Koshanejad personally sees Take It Easy Hospital’s music as more of a statement on the shifting sensibilities of Iran’s youth population than a political polemic: “The Iranian people are changing because generations change, and no one can stop that change,” he says. “I can’t predict what will happen tomorrow, or even next year. The current government might be in power for several years more, but it’s really only a matter of time.”

I’ll tell you the truth,” a man tells an unseen government official, as Koshanejad watches through a slightly ajar door. “Please sir, help me out. I admit it—the movies are mine. I’m really passionate about films and music. But there’s nothing objectionable about them. I’ve got Muslim films, religious films… Christ, 
Moses, Noah, all of them.” His pleas are ignored, so he begs: “On the life of Imam 
Hossein, please don’t give me 80 lashes!”

When I ask Ghobadi about his hopes for the role his film might play in presenting a new perspective on Iran to the rest of the world, he demurs: “There is a tale I know from my grandfather, from his grandfather, and so on.

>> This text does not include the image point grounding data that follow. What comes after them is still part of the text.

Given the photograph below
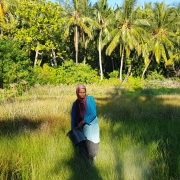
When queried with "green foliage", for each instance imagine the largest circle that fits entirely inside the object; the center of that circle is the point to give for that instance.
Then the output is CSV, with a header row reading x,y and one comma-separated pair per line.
x,y
155,75
68,73
15,66
114,74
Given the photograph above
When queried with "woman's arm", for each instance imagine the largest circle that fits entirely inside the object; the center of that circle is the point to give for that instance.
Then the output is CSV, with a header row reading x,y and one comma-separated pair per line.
x,y
90,112
73,115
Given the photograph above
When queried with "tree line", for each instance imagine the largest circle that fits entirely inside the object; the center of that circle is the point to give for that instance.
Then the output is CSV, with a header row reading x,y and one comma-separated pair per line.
x,y
36,35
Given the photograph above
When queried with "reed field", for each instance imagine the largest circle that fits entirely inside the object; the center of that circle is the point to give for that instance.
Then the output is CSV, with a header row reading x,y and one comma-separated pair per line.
x,y
139,131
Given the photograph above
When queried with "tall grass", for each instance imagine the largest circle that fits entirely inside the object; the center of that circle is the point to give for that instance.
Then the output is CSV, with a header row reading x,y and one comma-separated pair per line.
x,y
140,134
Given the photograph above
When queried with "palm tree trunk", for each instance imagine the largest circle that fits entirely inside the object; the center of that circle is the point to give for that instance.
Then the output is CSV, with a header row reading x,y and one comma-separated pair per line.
x,y
54,57
36,57
100,58
145,69
76,42
121,64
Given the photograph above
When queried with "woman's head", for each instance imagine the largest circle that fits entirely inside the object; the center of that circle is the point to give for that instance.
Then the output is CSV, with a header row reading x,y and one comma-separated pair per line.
x,y
81,91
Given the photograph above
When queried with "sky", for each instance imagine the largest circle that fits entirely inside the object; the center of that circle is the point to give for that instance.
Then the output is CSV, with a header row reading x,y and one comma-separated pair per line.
x,y
139,2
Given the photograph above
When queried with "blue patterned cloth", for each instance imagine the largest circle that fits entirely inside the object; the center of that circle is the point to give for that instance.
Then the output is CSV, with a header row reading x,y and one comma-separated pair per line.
x,y
91,128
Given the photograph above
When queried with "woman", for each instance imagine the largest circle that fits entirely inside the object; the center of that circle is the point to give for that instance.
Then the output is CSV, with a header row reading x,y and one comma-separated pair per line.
x,y
84,117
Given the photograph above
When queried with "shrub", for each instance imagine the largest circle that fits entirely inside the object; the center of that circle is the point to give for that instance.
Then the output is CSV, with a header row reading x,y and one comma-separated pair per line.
x,y
68,73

A tale that is in the bosom of every person who lives in the Middle East. When the great powers, the Western countries, came into the region, they were absolutely indifferent with the welfare of the people. Any kind of meaningful reform or supposed help was never substantial enough to lead to progress and reform. So for the last century, Iran has been at odds with indifferent superpowers that act primarily to serve their own interests. And at the same time, Iranians are now faced with the absolutely dictatorial, oppressive behavior of the current Iranian regime and individuals in it.”

As a measure of his conviction in confronting that regime, Ghobadi allowed the film to remain in public domain so that anyone in Iran can watch it online, circumventing the country’s censors. “It’s a way for me to fight an unjust and corrupt system,” Ghobadi says. “I refuse to be at the mercy of the Iranian government, who have total control over which movies can be shown and which can’t. And I will continue to fight for the sake of myself, for all artists and for the Iranian people, so that we may have a freer exchange of ideas across borders.”

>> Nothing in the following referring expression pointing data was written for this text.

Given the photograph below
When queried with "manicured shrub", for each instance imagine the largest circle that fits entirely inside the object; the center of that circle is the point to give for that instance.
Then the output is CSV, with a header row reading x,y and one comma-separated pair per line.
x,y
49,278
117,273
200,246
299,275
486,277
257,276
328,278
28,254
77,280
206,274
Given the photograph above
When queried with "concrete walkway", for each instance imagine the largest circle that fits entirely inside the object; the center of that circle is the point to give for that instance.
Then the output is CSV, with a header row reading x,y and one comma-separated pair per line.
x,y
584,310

Indeed, in Ghobadi’s film, Iranian underground cinema and music are a new and vital rallying cry from Iran’s youth against their government. In a nation where artistic expression is tightly controlled by the government, the country’s youth are supporting and identifying with dissident artists as a form of protest. Music, specifically Western music, has become a catalyst for Iran’s cosmopolitan young.

“Through this music,” Ghobadi says, “I wanted to show what is happening in Tehran. What the real face of Iran is. This is the first time that a filmmaker like me can make a film about music, after 31 years. I couldn’t before, because I was afraid of the government. But these young people in the underground music scene, they taught me to not be afraid. They’re the ones who are going to change Iran, and change the world.”